Fine, let's look at the Catholic Church's involvement with anti-choice groups. In 1989, New York City Archbishop John Cardinal O'Connor welcomed the group Operation Rescue to his church. The group was then headed by Randall Terry, who would go on to stage blockades of Tiller's Wichita, Kansas, abortion clinic in 1991, described this way in The New York Times:
Demonstrators stand on both sides of bustling Kellogg Street, holding signs that say, "Babies Killed Here" and "Tiller's Slaughter House," waving to the drivers of Mack trucks and minivans that honk their horns in support as they pass.
At times it has taken 40 police officers, some on horseback, to keep the clinic's doors open. And even then, John Cowles, Dr. Tiller's lawyer said, "protesters shoved their way through and crawled beneath them."
Catholic clergy were reported by the Times to be well-represented among the protesters.
Don't come to me with tales the church's supposedly pacific response to Roe v. Wade. It just simply outsourced the hate speech to the very extremists from whom Douthat would like to separate himself.

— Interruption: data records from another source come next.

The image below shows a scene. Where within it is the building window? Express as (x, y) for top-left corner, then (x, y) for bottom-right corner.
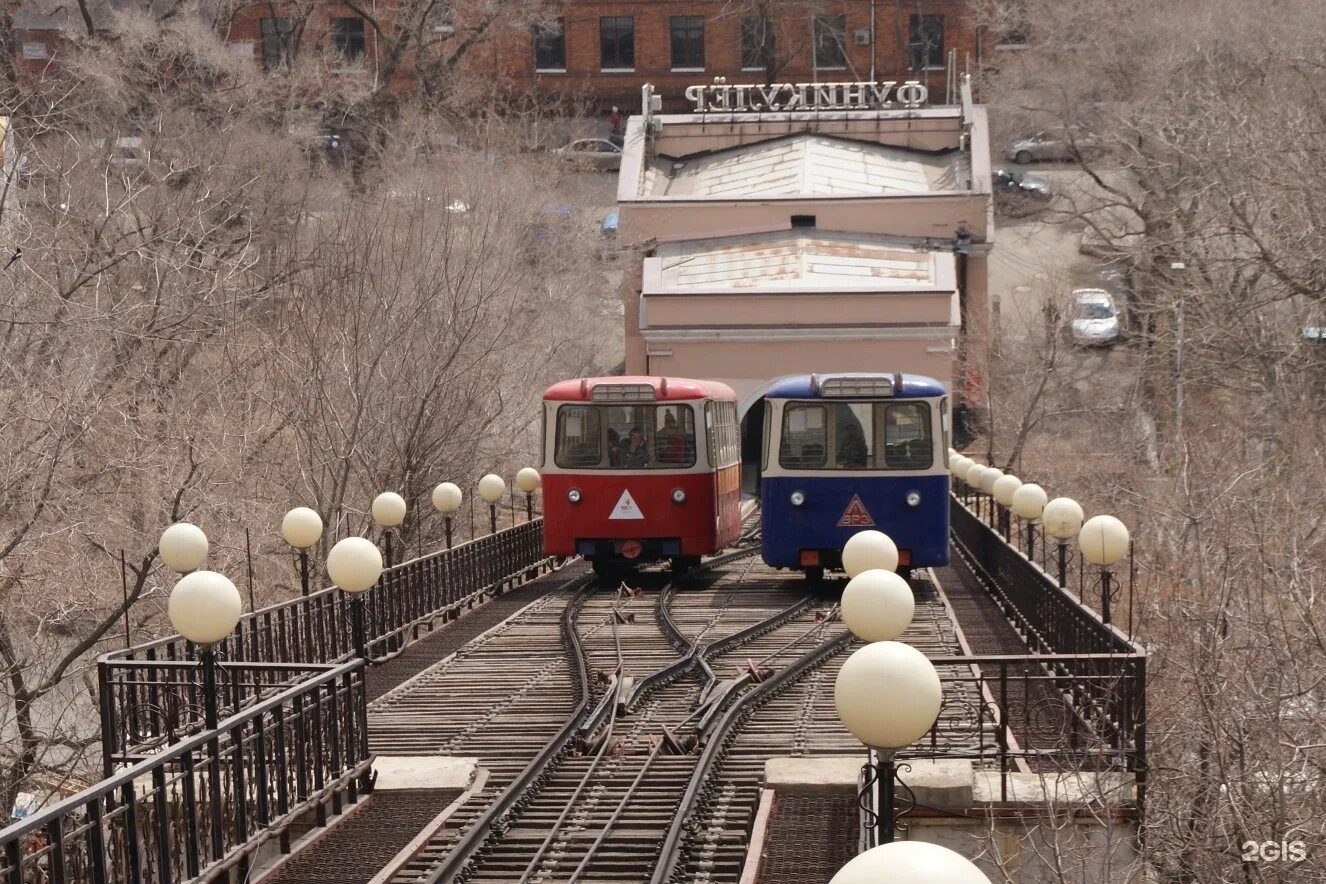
(332, 16), (365, 62)
(668, 16), (704, 70)
(741, 16), (774, 70)
(259, 19), (294, 70)
(598, 16), (635, 70)
(534, 19), (566, 72)
(815, 16), (847, 69)
(907, 16), (944, 70)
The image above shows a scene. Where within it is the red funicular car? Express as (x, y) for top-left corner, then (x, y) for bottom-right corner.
(542, 378), (741, 574)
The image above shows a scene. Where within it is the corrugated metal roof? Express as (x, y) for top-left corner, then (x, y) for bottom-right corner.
(658, 231), (952, 290)
(644, 134), (961, 199)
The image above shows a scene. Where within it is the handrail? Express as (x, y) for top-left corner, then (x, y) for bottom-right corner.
(0, 660), (363, 843)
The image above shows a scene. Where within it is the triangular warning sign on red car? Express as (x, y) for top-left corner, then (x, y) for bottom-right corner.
(607, 489), (644, 525)
(838, 494), (875, 527)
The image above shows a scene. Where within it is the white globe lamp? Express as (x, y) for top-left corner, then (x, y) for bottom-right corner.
(1078, 516), (1128, 567)
(479, 473), (507, 505)
(281, 506), (322, 550)
(156, 522), (207, 575)
(371, 492), (406, 527)
(842, 530), (898, 577)
(1041, 497), (1085, 541)
(830, 842), (991, 884)
(166, 571), (244, 645)
(834, 641), (943, 751)
(432, 482), (465, 516)
(516, 467), (542, 494)
(841, 569), (916, 641)
(328, 537), (382, 595)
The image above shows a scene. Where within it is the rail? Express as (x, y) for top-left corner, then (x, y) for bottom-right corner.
(97, 520), (549, 775)
(0, 660), (371, 884)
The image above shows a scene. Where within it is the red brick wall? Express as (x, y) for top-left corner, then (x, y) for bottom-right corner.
(469, 0), (979, 113)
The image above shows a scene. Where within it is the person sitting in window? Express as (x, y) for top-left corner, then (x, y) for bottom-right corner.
(607, 427), (622, 467)
(656, 411), (686, 464)
(838, 424), (869, 469)
(622, 427), (650, 467)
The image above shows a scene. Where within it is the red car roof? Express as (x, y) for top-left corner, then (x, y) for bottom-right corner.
(544, 375), (737, 402)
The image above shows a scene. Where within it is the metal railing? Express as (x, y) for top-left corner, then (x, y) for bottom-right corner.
(97, 520), (549, 777)
(0, 660), (371, 884)
(949, 493), (1140, 655)
(917, 653), (1147, 801)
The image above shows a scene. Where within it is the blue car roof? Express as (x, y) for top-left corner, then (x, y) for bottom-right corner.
(764, 371), (948, 399)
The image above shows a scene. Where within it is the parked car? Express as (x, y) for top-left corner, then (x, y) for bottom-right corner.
(1069, 289), (1119, 347)
(553, 138), (622, 171)
(991, 168), (1054, 213)
(1006, 129), (1101, 166)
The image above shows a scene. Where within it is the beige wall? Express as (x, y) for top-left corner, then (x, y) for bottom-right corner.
(639, 333), (953, 396)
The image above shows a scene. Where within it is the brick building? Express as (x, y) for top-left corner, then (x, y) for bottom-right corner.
(471, 0), (981, 111)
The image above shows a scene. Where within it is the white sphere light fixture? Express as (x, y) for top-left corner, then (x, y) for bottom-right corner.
(166, 571), (244, 645)
(1013, 482), (1049, 520)
(328, 537), (382, 594)
(281, 506), (322, 550)
(1078, 516), (1128, 567)
(842, 569), (916, 641)
(991, 473), (1022, 506)
(829, 842), (991, 884)
(842, 531), (898, 577)
(432, 482), (465, 516)
(981, 467), (1004, 494)
(479, 473), (507, 504)
(371, 492), (406, 527)
(1041, 497), (1086, 541)
(833, 641), (944, 750)
(516, 467), (544, 494)
(156, 522), (207, 574)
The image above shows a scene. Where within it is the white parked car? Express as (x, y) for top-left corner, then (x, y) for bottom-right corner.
(1069, 289), (1119, 347)
(553, 138), (622, 171)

As late as 2009, when I learned that Randall Terry was on the speaking agenda for a conference taking place at the Pope John Paul II Cultural Center in Washington, D.C., the church refused to denounce either Terry or his associates, even after Terry called the murdered Tiller "an evil man who reaped what he sowed."
The primary driver of the Donald Trump campaign is misogyny.
Trump may not always have been anti-choice, but he's happy to jump on the bandwagon.
After all, constraining women is all of a piece with the contempt he's shown for them throughout his campaign. And the hate-mongering rhetoric he flings has ample precedence in the bullying speech and tactics of the anti-choice movement.
Just as movement conservatism created the conditions for Trump's candidacy (with its racism, nativism, homophobia, and misogyny dressed up in states' rights principles and moral outrage), the anti-choice movement modeled a way of moving in the public sphere for Trump's campaign-by making false assertions in shocking and often violent language.
And that "mainstream pro-life movement"? Its leaders are lined up behind Trump. Just look at the people who form his Pro-Life Advisory Council: Marjorie Dannenfelser, who leads the ironically named Susan B. Anthony List, Penny Nance of Concerned Women for America, and Ralph Reed of the Faith and Freedom Coalition, who is also a Republican campaign strategist. These are people who lead significant anti-choice organizations-the moralists who are OK lining up behind a candidate who as all but admitted sexually assaulting women.
So, if Douthat can't bring himself to vote for Trump, good on him. But don't pretend the anti-choice movement holds some moral high ground as an example of high-minded principles advanced by the Roman Catholic bishops. Randall Terry and Donald Trump are cut from the same cloth; Trump may have learned a thing or two from Terry, who has known the support of the church fathers. In the world of misogyny, there is no decency.